Maximilian 🤖¶
Maximilian is a repository of ETLs and APIs for working with Equinox’s AWS data environment.
Quick Start¶
Sample run for rsqoop runner (look into rsqoop_runner folder for more details)
python -m rsqoop_runner.module -sc source_connection -tc target_connection -st source_table -tt target_table
Sample run for mssql runner (look into mssql_runner folder for more details)
python -m mssql_runner.module -s "sample/mssql_runner_test.sql" -p "var1-cat, var2-dog" -b '9999'
Sample run for script runner (look into script_runner folder for more details)
python -m script_runner.module -s "sample/script_runner_test.sql" -p "var1-cat, var2-dog" -f '1980-12-31 07:00' -b '9999'
Installation¶
maximilian requires Python 3.6+
git clone https://github.com/equinoxfitness/maximilian.git
Setting up¶
1. Create virtual environment named venv
cd maximilian
python3 -m venv venv
2. Activate virtual environment
source venv/bin/activate
3. Install any dependencies (this will install them into your virtual environment). Note: if you are installing psycopg2 on windows use this.
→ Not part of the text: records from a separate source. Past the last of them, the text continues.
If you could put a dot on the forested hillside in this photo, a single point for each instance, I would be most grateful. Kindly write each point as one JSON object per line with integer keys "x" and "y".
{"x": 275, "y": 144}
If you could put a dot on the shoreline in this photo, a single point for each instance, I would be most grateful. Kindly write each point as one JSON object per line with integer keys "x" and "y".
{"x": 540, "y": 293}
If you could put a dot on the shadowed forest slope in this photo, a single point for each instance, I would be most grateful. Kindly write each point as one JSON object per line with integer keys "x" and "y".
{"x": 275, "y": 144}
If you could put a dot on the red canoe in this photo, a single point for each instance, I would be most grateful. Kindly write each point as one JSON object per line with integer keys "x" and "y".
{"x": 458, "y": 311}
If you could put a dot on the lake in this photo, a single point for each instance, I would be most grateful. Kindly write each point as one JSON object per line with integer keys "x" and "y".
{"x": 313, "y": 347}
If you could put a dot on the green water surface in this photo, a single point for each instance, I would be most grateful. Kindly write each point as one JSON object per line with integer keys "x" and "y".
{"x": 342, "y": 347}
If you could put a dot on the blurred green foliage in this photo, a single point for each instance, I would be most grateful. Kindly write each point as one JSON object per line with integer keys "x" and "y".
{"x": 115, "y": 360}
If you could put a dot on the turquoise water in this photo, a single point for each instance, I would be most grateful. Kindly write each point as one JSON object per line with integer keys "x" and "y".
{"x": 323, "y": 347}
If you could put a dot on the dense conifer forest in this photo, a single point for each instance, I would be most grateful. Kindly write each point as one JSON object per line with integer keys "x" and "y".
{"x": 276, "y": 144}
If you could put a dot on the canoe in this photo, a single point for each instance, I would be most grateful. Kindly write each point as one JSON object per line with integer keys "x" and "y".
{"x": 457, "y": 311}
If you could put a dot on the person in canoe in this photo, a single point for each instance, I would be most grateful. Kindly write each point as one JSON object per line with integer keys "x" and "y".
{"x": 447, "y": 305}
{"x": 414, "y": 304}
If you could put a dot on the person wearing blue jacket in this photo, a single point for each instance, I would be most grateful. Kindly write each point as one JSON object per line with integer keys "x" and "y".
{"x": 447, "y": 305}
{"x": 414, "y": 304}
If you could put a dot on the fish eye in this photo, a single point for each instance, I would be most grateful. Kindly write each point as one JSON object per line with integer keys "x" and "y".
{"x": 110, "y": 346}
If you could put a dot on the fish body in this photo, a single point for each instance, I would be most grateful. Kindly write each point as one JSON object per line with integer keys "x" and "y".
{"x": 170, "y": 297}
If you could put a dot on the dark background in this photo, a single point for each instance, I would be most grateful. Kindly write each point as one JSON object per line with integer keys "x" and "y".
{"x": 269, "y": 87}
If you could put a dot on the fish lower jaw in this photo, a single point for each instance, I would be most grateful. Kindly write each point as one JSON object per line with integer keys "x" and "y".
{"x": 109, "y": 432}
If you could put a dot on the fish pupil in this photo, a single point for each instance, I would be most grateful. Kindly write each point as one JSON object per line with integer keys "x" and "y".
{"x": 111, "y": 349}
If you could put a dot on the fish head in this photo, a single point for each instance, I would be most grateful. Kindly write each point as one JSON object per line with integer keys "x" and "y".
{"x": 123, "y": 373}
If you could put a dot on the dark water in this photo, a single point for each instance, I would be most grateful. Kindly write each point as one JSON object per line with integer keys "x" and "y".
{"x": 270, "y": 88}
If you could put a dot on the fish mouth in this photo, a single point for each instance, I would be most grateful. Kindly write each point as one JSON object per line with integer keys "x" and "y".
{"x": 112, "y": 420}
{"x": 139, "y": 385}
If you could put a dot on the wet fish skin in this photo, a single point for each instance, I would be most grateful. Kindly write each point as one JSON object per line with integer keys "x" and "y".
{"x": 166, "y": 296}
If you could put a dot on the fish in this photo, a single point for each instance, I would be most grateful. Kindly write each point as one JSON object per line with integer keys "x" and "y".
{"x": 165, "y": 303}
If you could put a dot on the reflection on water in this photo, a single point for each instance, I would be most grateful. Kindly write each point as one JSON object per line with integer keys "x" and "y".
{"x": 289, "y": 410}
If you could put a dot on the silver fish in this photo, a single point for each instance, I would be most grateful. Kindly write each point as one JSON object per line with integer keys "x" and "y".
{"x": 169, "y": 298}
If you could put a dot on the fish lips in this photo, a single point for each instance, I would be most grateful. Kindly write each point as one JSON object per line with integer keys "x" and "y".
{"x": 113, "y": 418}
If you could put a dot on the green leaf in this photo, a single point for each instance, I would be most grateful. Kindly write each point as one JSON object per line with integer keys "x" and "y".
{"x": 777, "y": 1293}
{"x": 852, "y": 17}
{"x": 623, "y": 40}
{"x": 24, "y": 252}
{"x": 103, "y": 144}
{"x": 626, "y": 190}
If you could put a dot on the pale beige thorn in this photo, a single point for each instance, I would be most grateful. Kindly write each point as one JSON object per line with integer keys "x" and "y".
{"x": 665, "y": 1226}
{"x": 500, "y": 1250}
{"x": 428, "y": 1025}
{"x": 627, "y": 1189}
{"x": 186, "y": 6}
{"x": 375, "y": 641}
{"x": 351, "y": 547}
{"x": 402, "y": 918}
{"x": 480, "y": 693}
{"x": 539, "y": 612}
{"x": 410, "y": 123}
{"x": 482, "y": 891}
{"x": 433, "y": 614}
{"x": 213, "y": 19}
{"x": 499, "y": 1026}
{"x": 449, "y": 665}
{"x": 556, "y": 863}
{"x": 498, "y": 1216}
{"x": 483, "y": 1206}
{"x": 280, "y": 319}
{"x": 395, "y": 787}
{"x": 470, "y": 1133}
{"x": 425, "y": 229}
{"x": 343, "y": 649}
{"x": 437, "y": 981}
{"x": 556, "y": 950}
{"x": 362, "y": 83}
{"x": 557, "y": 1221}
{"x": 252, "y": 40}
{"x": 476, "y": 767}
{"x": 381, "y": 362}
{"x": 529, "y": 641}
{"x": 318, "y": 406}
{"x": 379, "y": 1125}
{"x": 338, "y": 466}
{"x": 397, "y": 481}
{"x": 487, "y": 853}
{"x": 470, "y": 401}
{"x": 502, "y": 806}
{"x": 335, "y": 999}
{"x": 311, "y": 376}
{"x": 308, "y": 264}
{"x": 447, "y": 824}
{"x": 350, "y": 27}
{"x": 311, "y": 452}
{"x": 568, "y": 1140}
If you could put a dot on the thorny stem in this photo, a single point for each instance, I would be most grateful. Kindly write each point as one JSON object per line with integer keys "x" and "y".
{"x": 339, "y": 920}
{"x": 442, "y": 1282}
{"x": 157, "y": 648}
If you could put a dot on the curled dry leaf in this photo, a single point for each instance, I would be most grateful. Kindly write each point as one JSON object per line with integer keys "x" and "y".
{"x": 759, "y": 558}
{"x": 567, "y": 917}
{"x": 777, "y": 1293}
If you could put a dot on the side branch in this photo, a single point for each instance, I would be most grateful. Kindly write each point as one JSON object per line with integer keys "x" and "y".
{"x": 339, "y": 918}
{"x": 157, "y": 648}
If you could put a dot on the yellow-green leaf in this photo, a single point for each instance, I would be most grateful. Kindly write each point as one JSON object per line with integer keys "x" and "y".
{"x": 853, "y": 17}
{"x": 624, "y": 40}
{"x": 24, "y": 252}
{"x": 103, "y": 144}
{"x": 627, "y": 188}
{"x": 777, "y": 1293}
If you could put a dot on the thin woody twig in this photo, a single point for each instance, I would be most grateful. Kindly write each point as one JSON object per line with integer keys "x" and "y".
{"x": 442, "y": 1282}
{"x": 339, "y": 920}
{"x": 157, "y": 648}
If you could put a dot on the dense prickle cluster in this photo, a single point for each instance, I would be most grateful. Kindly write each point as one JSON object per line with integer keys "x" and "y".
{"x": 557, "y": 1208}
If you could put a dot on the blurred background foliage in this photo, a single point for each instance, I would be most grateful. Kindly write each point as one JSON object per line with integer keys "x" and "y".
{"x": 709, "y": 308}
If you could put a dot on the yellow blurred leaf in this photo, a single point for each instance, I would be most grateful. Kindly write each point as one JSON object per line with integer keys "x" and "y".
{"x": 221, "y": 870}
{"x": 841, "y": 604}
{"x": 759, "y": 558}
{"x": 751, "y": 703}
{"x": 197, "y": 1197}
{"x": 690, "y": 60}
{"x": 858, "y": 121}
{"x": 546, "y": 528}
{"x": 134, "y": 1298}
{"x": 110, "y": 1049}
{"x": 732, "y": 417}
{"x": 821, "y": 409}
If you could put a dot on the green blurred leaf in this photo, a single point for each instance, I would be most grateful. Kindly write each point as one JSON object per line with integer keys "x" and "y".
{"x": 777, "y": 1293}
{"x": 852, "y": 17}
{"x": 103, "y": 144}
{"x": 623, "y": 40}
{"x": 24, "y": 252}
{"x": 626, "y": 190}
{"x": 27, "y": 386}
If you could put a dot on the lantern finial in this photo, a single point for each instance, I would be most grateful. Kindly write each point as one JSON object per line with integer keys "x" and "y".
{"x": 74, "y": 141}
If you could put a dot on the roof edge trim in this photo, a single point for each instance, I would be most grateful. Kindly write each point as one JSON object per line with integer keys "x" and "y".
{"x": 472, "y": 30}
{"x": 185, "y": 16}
pip install -r requirements.txt
Prepare the etl.cfg file in the root directory of the project.
[mssql key name]
db_name=
user=
server=
password=<encoded in base64>
port=1433
type=mssql
[redshift/postgres key name]
db_name=
user=
host=
port=
password=<encoded in base64>
type=
[general]
temp_bucket = <s3 temp folder>
temp_key = <s3 temp folder key>
aws_access_key=
aws_secret_key=
env=test
aws_region=us-east-1
Example etl.cfg
[My_Mssql]
db_name=My_Mssql
user=any_user
server=websql
password=YW55IHBhc3N3b3Jk
port=1433
type=mssql
[My_Redshift]
db_name=My_Redshift
user=admin
host=any.host.com
port=5439
password=YW55IHBhc3N3b3Jk
type=postgres
[general]
temp_bucket = my_bucket
temp_key = my_key
aws_access_key= AKAASDLAFJKMADEUP
aws_secret_key= YYAKAaldjkasfMADEUP
env=test
aws_region=us-east-1